Estamos no mês do anúncio dos Prémios Nobel e da Feira de Frankfurt. O Brasil, país irmão, é o país convidado da edição deste ano da Feira. Na abertura desta, os brasileiros, pela boca de um discursador oficial,  resolveram mostrar ao mundo as suas misérias e, pondo ordem na História, expor a sua versão das terríveis e antigas razões delas (ver discurso na íntegra aqui).

Coisas próprias de países emergentes, pois, mas que ainda só puseram os pés de fora. Que, de qualquer modo, põem em relevo uma corrente antiportuguesa no Brasil, país irmão, há muito conhecida, mas que é cada vez mais dominante no discurso de certos irmãos nossos, com especial incidência nos irmãos políticos e nos irmãos escribas que por lá pululam. Veja-se como Dilma (mal)tratou a tradição protocolar das visitas de Estado a Portugal.

O Brasil teve e tem grandes escritores, dos maiores da nossa Língua, Só não sei se essa Língua a que me refiro ainda é a destes indignados, pois ela também resulta  da tal «assimilação» que «se deu através do estupro das nativas e negras pelos colonizadores brancos».

E, como é sabido, o politicamente correcto tende a ampliar-se e a alastrar.

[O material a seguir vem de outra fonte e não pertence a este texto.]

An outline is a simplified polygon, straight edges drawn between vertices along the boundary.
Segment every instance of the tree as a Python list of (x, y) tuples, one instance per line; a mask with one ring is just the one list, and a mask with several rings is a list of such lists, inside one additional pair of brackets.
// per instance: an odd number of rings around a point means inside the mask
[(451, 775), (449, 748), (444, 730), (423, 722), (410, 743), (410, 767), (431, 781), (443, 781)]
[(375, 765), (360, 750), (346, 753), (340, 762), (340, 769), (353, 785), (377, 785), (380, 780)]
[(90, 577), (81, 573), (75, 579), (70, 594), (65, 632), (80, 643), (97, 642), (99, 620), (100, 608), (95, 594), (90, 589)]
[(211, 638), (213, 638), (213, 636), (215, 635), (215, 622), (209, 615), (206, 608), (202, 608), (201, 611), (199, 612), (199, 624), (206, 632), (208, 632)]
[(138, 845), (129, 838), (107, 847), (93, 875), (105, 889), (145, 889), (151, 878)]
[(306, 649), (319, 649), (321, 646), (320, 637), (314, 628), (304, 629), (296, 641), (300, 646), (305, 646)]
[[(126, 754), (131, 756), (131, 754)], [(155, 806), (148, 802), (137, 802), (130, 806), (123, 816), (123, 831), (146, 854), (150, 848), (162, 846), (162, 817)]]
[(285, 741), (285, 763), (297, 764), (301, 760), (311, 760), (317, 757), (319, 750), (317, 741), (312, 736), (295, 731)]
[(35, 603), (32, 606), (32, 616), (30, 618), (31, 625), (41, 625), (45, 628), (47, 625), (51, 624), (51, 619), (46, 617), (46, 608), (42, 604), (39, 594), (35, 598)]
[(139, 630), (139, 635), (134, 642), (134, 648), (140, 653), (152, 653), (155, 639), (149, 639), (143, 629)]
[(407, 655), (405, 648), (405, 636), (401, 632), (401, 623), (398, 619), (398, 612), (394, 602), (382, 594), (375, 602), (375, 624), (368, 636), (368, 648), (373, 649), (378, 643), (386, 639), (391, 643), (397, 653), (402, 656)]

Recorde-se o recente e lamentável episódio da acusação de racismo de que foi alvo a obra de Monteiro Lobato.

E estes indignados de feira serão representativos? De quem, de quantos? O discurso do ódio, agora tão amplificado, que eu saiba, nunca foi partilhado pelas grandes figuras. Talvez o seja agora pelos figurões.

Aqui entre nós, que ninguém nos ouve, este Ruffato chegou a ser um dos figurões encarregados de promover a versão brasileira (entretanto frustrada) do mesmo «Editor» português que, em Portugal, vai agora editar o livro do mestre Sócrates.

Como, a este propósito, ainda há pouco recordava lapidarmente um amigo: les beaux esprits se rencontrent.